01:12 - That is very cool.

01:13 - Yeah, thank you, DigitalOcean.

01:14 Check them out at pythonbytes.fm/digitalocean.

01:17 Get $100 credit for new users.

01:20 I think I had said this before as a joke to you, And you didn't necessarily agree with it.

01:24 But your first item here may belial some agreement, that if you have a problem and you solve it with a regular expression, you now have two problems.

01:33 - Yes, yeah, well, definitely.

01:36 We think code, at least you have two things to support.

01:38 - Yeah, that's right.

01:39 But you've run across some library that's actually really awesome for like simple, what you might think of as Redge X problems.

01:44 - I got this from a tweet from Kenneth Reitz.

01:47 He's like said, "Oh yeah, everybody, by the way, parse is a thing or something like that.

01:53 Parse is a library that the tagline is, it's the opposite of format.

01:59 In the general sense of it, there's a bunch of things you can do.

02:03 You can parse strings, you can search inside strings, you can find all the element patterns or whatever from a string.

02:10 But you give it both the string that you're searching, and then also instead of a regular expression for what to search for, basically the same string but with parts of it replaced with the curly braces or something like that to say if I were to have printed it with format using this string I would have gotten this output and reverse that out and then you can get the results out to see all the stuff.

02:37 That's awesome.

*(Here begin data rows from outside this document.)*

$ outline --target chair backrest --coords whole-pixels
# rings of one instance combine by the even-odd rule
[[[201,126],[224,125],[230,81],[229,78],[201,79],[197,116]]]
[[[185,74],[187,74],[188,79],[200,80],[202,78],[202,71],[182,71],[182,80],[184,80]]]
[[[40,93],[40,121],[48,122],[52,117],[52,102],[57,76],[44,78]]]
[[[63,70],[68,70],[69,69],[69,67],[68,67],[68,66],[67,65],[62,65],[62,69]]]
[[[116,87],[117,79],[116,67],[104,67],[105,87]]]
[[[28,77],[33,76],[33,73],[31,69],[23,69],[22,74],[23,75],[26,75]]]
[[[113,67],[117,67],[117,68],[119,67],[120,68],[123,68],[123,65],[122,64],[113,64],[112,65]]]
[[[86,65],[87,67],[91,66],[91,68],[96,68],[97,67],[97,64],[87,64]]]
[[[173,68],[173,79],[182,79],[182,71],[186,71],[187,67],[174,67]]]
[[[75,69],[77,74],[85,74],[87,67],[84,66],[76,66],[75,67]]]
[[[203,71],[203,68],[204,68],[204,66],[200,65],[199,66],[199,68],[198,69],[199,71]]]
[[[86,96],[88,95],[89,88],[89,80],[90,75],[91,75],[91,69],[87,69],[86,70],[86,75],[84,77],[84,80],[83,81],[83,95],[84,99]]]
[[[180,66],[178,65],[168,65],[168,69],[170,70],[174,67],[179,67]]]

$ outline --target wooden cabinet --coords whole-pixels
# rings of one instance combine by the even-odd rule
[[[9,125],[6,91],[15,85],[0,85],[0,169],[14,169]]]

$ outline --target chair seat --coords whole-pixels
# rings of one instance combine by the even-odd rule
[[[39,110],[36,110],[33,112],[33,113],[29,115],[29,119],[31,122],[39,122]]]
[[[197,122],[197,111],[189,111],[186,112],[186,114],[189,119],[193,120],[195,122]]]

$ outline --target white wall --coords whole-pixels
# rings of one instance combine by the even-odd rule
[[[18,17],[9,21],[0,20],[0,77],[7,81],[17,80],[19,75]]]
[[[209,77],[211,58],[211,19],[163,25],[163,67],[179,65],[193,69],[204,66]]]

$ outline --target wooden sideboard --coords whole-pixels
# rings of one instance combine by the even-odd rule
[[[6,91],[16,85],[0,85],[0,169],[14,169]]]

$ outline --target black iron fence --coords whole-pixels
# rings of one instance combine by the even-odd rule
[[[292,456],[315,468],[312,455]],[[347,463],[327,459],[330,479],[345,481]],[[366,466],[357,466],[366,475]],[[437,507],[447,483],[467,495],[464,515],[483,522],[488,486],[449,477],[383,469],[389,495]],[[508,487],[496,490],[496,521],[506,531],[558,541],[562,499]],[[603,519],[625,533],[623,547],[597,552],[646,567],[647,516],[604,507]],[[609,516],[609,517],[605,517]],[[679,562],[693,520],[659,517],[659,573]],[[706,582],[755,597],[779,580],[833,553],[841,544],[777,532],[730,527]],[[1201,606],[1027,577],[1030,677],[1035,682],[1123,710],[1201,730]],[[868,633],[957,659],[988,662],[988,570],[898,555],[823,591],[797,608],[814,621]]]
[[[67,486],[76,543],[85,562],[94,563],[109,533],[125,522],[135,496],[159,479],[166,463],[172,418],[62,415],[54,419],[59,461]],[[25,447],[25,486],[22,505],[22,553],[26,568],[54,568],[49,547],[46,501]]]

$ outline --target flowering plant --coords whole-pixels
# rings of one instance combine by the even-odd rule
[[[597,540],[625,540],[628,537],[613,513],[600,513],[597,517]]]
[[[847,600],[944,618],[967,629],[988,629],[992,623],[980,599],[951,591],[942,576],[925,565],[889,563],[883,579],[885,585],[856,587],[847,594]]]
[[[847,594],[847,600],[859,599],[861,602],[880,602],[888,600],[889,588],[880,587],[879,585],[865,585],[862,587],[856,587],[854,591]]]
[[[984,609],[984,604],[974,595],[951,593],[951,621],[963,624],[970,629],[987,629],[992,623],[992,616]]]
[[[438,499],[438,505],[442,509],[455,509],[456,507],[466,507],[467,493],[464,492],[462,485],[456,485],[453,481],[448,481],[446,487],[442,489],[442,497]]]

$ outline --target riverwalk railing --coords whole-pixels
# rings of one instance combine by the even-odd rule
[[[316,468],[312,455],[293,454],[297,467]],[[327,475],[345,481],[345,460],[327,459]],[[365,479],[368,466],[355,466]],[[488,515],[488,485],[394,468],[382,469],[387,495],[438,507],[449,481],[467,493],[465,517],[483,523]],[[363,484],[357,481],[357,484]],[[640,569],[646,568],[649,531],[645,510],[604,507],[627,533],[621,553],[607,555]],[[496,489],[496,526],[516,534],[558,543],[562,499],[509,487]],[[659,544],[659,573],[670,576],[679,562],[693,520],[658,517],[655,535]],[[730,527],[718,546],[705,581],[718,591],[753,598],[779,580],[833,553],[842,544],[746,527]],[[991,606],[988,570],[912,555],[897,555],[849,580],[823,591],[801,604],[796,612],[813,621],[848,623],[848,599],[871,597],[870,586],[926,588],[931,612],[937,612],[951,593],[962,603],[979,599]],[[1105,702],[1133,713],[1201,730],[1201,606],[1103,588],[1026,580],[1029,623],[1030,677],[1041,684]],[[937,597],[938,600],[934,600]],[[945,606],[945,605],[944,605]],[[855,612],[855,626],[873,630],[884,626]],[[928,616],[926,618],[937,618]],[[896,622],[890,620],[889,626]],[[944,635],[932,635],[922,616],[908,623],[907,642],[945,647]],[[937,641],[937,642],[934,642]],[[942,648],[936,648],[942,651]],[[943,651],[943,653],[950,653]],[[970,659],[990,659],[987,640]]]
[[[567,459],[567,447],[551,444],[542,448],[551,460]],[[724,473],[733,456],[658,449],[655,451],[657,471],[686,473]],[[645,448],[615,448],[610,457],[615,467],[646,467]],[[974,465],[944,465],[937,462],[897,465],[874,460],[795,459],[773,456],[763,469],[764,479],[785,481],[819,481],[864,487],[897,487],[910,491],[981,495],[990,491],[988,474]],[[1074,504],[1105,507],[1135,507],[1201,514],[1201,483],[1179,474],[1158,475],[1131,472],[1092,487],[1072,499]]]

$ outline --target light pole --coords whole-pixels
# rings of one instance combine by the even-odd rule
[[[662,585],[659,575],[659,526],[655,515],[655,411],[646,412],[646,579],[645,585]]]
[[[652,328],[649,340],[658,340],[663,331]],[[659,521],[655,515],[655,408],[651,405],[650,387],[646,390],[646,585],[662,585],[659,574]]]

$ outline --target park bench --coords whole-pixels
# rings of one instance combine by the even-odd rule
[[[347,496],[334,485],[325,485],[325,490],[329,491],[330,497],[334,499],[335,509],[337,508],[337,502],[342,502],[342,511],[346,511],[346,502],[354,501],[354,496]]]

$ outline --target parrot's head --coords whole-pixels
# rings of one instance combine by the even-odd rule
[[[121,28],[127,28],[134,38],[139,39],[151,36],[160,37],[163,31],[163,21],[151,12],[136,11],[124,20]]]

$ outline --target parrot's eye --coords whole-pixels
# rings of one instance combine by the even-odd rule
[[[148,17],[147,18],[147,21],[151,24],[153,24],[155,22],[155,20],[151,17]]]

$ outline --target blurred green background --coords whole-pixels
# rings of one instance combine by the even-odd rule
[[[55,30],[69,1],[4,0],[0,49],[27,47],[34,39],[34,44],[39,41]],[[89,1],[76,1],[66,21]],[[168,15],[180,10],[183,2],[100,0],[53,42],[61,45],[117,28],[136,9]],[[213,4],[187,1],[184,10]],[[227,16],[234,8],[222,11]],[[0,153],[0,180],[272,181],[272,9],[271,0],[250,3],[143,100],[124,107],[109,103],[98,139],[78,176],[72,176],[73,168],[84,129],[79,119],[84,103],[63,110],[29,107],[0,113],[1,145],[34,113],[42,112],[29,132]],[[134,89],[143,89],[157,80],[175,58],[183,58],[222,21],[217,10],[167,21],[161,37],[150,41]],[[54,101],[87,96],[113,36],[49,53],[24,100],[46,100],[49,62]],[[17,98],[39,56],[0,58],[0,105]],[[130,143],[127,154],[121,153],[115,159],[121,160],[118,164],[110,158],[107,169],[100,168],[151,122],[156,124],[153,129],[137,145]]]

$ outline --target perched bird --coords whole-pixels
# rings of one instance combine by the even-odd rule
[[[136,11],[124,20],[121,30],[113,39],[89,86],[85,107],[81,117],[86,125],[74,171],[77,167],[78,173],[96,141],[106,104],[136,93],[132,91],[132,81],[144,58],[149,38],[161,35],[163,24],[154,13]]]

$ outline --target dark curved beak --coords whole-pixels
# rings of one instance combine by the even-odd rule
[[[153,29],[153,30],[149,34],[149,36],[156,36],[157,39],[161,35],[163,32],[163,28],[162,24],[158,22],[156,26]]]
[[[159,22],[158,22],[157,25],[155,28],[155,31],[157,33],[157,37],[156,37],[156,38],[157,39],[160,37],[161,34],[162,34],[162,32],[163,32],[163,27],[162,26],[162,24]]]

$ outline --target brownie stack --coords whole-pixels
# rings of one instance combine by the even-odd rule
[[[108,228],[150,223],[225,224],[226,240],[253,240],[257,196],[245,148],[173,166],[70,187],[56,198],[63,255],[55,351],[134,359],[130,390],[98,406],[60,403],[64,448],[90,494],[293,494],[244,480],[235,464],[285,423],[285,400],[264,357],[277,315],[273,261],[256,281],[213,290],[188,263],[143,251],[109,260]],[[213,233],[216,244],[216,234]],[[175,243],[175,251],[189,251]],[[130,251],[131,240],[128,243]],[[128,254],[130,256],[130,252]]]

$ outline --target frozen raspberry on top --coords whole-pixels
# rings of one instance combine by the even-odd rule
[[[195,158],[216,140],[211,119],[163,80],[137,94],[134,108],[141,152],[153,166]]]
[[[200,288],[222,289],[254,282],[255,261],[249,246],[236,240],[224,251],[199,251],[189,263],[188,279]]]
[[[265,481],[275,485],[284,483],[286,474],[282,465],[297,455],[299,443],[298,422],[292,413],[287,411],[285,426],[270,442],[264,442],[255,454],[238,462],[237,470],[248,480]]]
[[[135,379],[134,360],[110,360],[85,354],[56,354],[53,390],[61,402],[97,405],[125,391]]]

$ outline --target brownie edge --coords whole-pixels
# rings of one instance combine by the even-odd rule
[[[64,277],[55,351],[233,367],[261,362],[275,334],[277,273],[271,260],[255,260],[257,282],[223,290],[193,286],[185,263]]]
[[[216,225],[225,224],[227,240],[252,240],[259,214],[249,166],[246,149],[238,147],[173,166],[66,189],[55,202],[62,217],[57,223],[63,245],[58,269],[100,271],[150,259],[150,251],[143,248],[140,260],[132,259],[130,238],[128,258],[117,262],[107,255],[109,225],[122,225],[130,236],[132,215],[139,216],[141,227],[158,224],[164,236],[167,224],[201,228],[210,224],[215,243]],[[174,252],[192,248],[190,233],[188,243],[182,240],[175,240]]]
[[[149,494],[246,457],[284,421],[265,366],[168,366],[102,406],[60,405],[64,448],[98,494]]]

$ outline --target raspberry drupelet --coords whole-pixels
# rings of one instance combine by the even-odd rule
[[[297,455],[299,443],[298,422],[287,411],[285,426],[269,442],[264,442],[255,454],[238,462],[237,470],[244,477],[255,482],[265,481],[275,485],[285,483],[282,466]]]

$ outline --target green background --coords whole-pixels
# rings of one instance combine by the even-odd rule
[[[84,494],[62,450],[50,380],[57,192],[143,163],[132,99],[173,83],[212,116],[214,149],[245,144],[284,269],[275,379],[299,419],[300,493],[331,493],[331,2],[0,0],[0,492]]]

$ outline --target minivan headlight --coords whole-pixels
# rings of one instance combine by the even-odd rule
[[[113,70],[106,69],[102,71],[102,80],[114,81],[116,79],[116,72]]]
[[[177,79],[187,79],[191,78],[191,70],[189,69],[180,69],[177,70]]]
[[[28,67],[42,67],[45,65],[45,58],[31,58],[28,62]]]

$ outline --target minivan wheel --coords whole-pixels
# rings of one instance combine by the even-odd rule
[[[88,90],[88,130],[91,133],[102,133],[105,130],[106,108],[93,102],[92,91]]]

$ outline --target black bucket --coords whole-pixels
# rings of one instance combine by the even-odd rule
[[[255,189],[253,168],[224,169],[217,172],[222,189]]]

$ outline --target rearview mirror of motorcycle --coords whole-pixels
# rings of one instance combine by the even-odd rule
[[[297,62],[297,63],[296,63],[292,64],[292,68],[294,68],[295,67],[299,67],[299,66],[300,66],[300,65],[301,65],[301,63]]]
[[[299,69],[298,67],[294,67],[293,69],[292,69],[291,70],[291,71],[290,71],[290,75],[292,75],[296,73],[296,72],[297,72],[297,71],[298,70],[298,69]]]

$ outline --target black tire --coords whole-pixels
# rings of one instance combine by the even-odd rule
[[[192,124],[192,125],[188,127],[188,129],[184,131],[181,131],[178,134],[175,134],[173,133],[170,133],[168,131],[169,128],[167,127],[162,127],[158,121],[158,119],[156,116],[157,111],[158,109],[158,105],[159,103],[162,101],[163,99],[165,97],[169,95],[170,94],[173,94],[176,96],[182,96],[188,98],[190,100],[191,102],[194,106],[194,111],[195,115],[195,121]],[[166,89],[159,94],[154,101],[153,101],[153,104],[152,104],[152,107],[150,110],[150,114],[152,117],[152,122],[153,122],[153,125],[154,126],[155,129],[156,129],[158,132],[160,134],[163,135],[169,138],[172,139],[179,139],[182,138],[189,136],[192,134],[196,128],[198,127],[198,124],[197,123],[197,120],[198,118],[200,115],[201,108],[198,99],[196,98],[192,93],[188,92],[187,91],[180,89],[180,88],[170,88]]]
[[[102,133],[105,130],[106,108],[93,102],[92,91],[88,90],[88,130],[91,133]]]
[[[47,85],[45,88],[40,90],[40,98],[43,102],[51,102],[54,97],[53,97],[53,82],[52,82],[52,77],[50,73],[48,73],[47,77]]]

So you could say like this is episode curly curly of Python bytes and then you could actually parse it and that little curly curly would say give you the number, well I guess the first example would give you a string and you could put a colon d and it would actually give you an integer 99.

02:53 Yeah, definitely. That is cool. It has some like cool things too because if you were going to do that and pass in elements of a dictionary, you can have this thing return basically things that look like dictionaries with named elements and both positional elements and named elements.

03:09 And it's pretty neat. And I was playing with it like the for each or the find all.

03:14 So you can you put that in a loop to say like, for all the elements in and I gave it a big file, finding a whole bunch of colon or a CSV file or something and pulling out elements and it works really good.

03:28 And the thing I like about it is it's more readable than a regular expression.

03:32 So yeah, for sure, if you've got something, something simple like that, that you've got multiple people that have to be able to support it.

03:38 I think this is a good choice.

03:40 >> Yeah, I love it.

03:40 It's a really cool example.

03:42 And you can tell that it's probably written by somebody who understands Regex well under the covers.

03:47 But you don't have to think about it, because it has a compiled mode and things like that, which Regex often do.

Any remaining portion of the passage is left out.